What distinguishes quantitative fit testing (QNFT) from qualitative methods?
QNFT provides numerically traceable Fit Factors derived from physical particle concentration measurements; qualitative tests rely on human sensory perception and cannot quantify leakage magnitude or support statistical process control.
Does the 3000-C1 require calibration before each use?
No—routine zero-checks using the supplied zero-count filter and daily verification with isopropanol challenge are sufficient; annual NIST-traceable calibration by an accredited service provider is recommended per ISO/IEC 17025.
Can the device test PAPR and SCBA systems?
Yes—its dual-port sampling architecture and configurable flow rates accommodate high-flow demand respirators, including blower-assisted PAPRs and open-circuit SCBAs, provided appropriate adapter kits are installed.
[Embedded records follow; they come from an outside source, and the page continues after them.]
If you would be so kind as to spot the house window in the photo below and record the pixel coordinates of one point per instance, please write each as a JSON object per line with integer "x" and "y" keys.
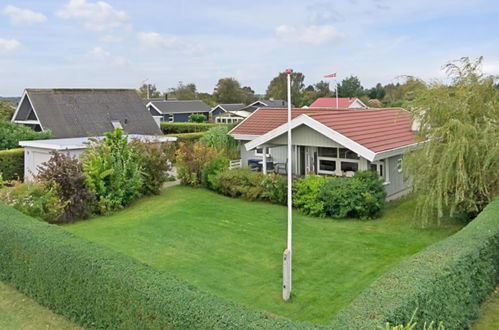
{"x": 399, "y": 165}
{"x": 327, "y": 166}
{"x": 259, "y": 152}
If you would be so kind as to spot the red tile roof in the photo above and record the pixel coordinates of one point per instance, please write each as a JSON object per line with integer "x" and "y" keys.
{"x": 377, "y": 130}
{"x": 330, "y": 102}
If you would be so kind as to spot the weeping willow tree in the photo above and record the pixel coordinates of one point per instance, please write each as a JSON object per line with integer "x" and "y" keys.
{"x": 457, "y": 170}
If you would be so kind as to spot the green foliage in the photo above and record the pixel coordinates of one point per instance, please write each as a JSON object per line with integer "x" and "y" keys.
{"x": 306, "y": 195}
{"x": 64, "y": 175}
{"x": 362, "y": 196}
{"x": 175, "y": 128}
{"x": 12, "y": 164}
{"x": 446, "y": 282}
{"x": 12, "y": 133}
{"x": 210, "y": 171}
{"x": 197, "y": 118}
{"x": 278, "y": 90}
{"x": 275, "y": 188}
{"x": 103, "y": 289}
{"x": 34, "y": 199}
{"x": 156, "y": 160}
{"x": 239, "y": 182}
{"x": 7, "y": 110}
{"x": 191, "y": 159}
{"x": 350, "y": 87}
{"x": 113, "y": 170}
{"x": 455, "y": 171}
{"x": 217, "y": 137}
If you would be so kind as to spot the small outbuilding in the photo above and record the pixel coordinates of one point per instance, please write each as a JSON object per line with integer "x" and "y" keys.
{"x": 38, "y": 152}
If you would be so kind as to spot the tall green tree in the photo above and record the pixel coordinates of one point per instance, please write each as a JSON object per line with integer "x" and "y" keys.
{"x": 228, "y": 90}
{"x": 278, "y": 89}
{"x": 153, "y": 91}
{"x": 184, "y": 92}
{"x": 350, "y": 87}
{"x": 456, "y": 170}
{"x": 7, "y": 110}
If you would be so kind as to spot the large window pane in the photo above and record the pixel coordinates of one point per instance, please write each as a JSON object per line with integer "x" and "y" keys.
{"x": 327, "y": 165}
{"x": 348, "y": 154}
{"x": 349, "y": 166}
{"x": 328, "y": 152}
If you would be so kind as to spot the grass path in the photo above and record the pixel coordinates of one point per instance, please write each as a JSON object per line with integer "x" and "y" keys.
{"x": 233, "y": 248}
{"x": 18, "y": 311}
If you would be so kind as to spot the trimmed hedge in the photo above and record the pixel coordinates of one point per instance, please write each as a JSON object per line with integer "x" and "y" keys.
{"x": 99, "y": 288}
{"x": 445, "y": 282}
{"x": 188, "y": 137}
{"x": 12, "y": 164}
{"x": 176, "y": 128}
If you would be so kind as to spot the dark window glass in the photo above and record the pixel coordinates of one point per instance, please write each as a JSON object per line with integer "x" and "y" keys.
{"x": 348, "y": 166}
{"x": 348, "y": 154}
{"x": 327, "y": 165}
{"x": 328, "y": 152}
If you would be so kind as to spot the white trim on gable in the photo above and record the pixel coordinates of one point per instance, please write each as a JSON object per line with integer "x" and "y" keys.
{"x": 317, "y": 126}
{"x": 28, "y": 122}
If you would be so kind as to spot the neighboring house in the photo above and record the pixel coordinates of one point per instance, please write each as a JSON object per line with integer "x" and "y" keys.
{"x": 343, "y": 102}
{"x": 178, "y": 110}
{"x": 330, "y": 142}
{"x": 72, "y": 113}
{"x": 39, "y": 151}
{"x": 233, "y": 113}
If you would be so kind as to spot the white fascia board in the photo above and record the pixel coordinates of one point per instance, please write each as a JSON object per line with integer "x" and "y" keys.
{"x": 318, "y": 127}
{"x": 395, "y": 151}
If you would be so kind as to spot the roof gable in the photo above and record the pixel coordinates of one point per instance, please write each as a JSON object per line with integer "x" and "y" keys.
{"x": 90, "y": 112}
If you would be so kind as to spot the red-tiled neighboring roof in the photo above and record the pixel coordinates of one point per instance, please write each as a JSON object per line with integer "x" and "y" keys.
{"x": 266, "y": 119}
{"x": 377, "y": 130}
{"x": 330, "y": 102}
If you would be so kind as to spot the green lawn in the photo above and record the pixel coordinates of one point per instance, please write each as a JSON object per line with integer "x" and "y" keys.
{"x": 489, "y": 318}
{"x": 233, "y": 248}
{"x": 18, "y": 311}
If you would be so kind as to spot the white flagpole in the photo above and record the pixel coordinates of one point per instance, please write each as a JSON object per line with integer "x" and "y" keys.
{"x": 286, "y": 288}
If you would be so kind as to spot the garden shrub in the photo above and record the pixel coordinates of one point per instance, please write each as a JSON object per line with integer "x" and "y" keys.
{"x": 362, "y": 196}
{"x": 176, "y": 128}
{"x": 210, "y": 171}
{"x": 446, "y": 282}
{"x": 113, "y": 170}
{"x": 34, "y": 199}
{"x": 275, "y": 188}
{"x": 240, "y": 182}
{"x": 64, "y": 174}
{"x": 12, "y": 133}
{"x": 217, "y": 137}
{"x": 191, "y": 160}
{"x": 156, "y": 160}
{"x": 12, "y": 164}
{"x": 103, "y": 289}
{"x": 197, "y": 118}
{"x": 306, "y": 195}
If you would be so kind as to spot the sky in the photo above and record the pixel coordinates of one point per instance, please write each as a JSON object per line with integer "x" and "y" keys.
{"x": 121, "y": 44}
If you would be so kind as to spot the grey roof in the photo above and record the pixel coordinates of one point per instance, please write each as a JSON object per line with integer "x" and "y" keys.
{"x": 180, "y": 106}
{"x": 230, "y": 106}
{"x": 90, "y": 112}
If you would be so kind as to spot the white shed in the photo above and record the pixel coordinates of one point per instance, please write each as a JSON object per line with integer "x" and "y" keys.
{"x": 38, "y": 151}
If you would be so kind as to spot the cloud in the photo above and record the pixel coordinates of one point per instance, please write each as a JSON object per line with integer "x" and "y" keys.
{"x": 98, "y": 54}
{"x": 171, "y": 43}
{"x": 9, "y": 45}
{"x": 314, "y": 34}
{"x": 19, "y": 16}
{"x": 96, "y": 16}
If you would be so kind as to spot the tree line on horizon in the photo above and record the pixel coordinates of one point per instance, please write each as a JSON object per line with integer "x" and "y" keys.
{"x": 229, "y": 90}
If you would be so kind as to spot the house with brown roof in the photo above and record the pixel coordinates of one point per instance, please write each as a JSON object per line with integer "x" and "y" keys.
{"x": 329, "y": 141}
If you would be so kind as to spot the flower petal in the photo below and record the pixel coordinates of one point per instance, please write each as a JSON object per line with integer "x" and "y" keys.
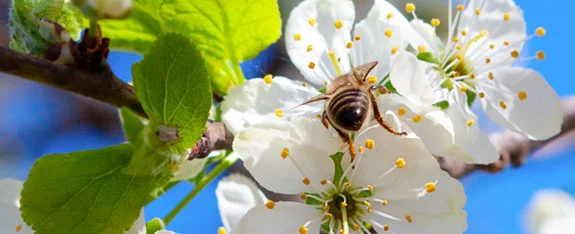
{"x": 284, "y": 218}
{"x": 475, "y": 145}
{"x": 236, "y": 195}
{"x": 377, "y": 166}
{"x": 538, "y": 116}
{"x": 313, "y": 22}
{"x": 256, "y": 100}
{"x": 306, "y": 144}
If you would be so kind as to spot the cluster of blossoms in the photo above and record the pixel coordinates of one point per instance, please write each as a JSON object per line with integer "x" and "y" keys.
{"x": 394, "y": 184}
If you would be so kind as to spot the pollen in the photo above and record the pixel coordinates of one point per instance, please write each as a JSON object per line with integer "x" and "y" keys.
{"x": 435, "y": 22}
{"x": 430, "y": 187}
{"x": 421, "y": 48}
{"x": 268, "y": 79}
{"x": 312, "y": 22}
{"x": 311, "y": 65}
{"x": 279, "y": 113}
{"x": 285, "y": 153}
{"x": 372, "y": 79}
{"x": 540, "y": 55}
{"x": 369, "y": 143}
{"x": 338, "y": 24}
{"x": 409, "y": 7}
{"x": 417, "y": 118}
{"x": 270, "y": 204}
{"x": 302, "y": 229}
{"x": 388, "y": 33}
{"x": 522, "y": 95}
{"x": 401, "y": 111}
{"x": 297, "y": 36}
{"x": 502, "y": 105}
{"x": 540, "y": 31}
{"x": 408, "y": 218}
{"x": 400, "y": 163}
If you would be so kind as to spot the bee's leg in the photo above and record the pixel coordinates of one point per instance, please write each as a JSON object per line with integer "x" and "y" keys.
{"x": 379, "y": 118}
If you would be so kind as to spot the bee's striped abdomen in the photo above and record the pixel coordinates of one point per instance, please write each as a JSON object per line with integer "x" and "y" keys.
{"x": 348, "y": 109}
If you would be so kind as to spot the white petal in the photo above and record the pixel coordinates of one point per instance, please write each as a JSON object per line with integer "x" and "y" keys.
{"x": 373, "y": 165}
{"x": 284, "y": 218}
{"x": 236, "y": 195}
{"x": 323, "y": 36}
{"x": 10, "y": 219}
{"x": 309, "y": 145}
{"x": 255, "y": 101}
{"x": 539, "y": 116}
{"x": 437, "y": 212}
{"x": 475, "y": 145}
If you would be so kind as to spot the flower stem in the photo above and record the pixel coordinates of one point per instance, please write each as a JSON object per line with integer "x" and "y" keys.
{"x": 225, "y": 164}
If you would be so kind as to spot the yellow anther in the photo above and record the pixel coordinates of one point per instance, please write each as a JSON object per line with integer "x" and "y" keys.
{"x": 311, "y": 65}
{"x": 372, "y": 79}
{"x": 297, "y": 36}
{"x": 270, "y": 204}
{"x": 284, "y": 153}
{"x": 401, "y": 111}
{"x": 408, "y": 218}
{"x": 460, "y": 7}
{"x": 430, "y": 187}
{"x": 279, "y": 113}
{"x": 540, "y": 55}
{"x": 311, "y": 22}
{"x": 522, "y": 95}
{"x": 268, "y": 79}
{"x": 417, "y": 118}
{"x": 369, "y": 143}
{"x": 503, "y": 105}
{"x": 421, "y": 48}
{"x": 338, "y": 24}
{"x": 349, "y": 45}
{"x": 400, "y": 163}
{"x": 540, "y": 31}
{"x": 388, "y": 33}
{"x": 409, "y": 7}
{"x": 302, "y": 230}
{"x": 435, "y": 22}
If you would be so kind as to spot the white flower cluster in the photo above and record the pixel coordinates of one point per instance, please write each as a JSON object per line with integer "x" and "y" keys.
{"x": 425, "y": 86}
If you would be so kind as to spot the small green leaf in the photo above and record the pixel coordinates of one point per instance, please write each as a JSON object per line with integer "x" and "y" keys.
{"x": 442, "y": 104}
{"x": 131, "y": 123}
{"x": 87, "y": 192}
{"x": 172, "y": 84}
{"x": 25, "y": 15}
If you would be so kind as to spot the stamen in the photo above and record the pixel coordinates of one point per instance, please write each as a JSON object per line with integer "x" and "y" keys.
{"x": 268, "y": 79}
{"x": 270, "y": 204}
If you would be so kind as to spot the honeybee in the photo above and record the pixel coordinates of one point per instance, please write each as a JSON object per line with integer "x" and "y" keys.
{"x": 349, "y": 100}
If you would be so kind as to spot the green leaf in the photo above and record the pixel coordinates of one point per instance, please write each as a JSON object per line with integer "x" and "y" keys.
{"x": 87, "y": 192}
{"x": 24, "y": 24}
{"x": 131, "y": 123}
{"x": 172, "y": 84}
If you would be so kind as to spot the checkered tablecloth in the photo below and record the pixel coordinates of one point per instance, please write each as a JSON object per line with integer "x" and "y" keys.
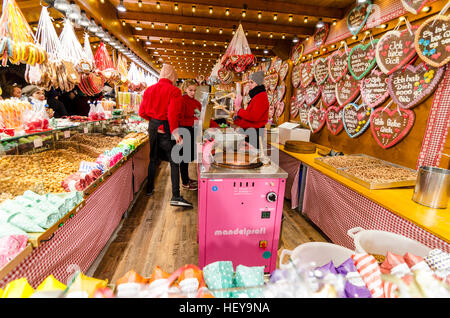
{"x": 335, "y": 209}
{"x": 77, "y": 244}
{"x": 437, "y": 125}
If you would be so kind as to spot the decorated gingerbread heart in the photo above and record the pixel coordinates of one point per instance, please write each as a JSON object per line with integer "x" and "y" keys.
{"x": 432, "y": 41}
{"x": 296, "y": 75}
{"x": 338, "y": 65}
{"x": 329, "y": 93}
{"x": 358, "y": 16}
{"x": 334, "y": 119}
{"x": 316, "y": 119}
{"x": 347, "y": 89}
{"x": 297, "y": 53}
{"x": 390, "y": 126}
{"x": 321, "y": 70}
{"x": 312, "y": 93}
{"x": 284, "y": 70}
{"x": 374, "y": 89}
{"x": 273, "y": 81}
{"x": 395, "y": 49}
{"x": 303, "y": 113}
{"x": 306, "y": 74}
{"x": 320, "y": 35}
{"x": 280, "y": 92}
{"x": 414, "y": 6}
{"x": 294, "y": 107}
{"x": 356, "y": 119}
{"x": 362, "y": 59}
{"x": 279, "y": 108}
{"x": 412, "y": 85}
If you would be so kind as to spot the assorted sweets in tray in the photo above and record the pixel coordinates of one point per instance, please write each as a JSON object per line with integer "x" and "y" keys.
{"x": 370, "y": 172}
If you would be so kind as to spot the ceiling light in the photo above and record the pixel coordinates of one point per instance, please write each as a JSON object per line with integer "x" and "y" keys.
{"x": 320, "y": 23}
{"x": 61, "y": 5}
{"x": 121, "y": 7}
{"x": 138, "y": 26}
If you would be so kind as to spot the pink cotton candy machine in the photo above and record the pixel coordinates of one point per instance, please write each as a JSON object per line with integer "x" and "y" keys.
{"x": 240, "y": 209}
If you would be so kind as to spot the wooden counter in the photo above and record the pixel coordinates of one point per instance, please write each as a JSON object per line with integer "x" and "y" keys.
{"x": 398, "y": 201}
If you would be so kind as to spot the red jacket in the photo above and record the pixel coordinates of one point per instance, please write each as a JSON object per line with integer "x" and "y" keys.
{"x": 257, "y": 113}
{"x": 162, "y": 101}
{"x": 188, "y": 107}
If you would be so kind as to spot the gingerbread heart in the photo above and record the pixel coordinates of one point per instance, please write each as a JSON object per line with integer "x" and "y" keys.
{"x": 312, "y": 93}
{"x": 294, "y": 107}
{"x": 273, "y": 81}
{"x": 306, "y": 74}
{"x": 279, "y": 108}
{"x": 395, "y": 49}
{"x": 284, "y": 70}
{"x": 280, "y": 92}
{"x": 297, "y": 53}
{"x": 316, "y": 119}
{"x": 303, "y": 113}
{"x": 374, "y": 88}
{"x": 329, "y": 93}
{"x": 432, "y": 41}
{"x": 389, "y": 127}
{"x": 347, "y": 89}
{"x": 338, "y": 65}
{"x": 334, "y": 119}
{"x": 321, "y": 35}
{"x": 356, "y": 119}
{"x": 300, "y": 95}
{"x": 358, "y": 16}
{"x": 296, "y": 75}
{"x": 362, "y": 59}
{"x": 412, "y": 85}
{"x": 321, "y": 70}
{"x": 414, "y": 6}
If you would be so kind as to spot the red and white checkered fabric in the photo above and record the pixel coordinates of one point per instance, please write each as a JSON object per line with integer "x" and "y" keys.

Is the software compatible with modern Windows OS versions?
Yes—the latest AccuFIT Control Software supports Windows 10 and 11 (64-bit) with .NET Framework 3.5 enabled; legacy Windows 7 installations remain fully functional.
How is data integrity maintained during multi-user deployments?
Each test session records operator ID, respirator model, subject ID, date/time, environmental conditions, and raw sensor outputs—enabling full forensic reconstruction of every test event per ISO 15197 and CLIA requirements.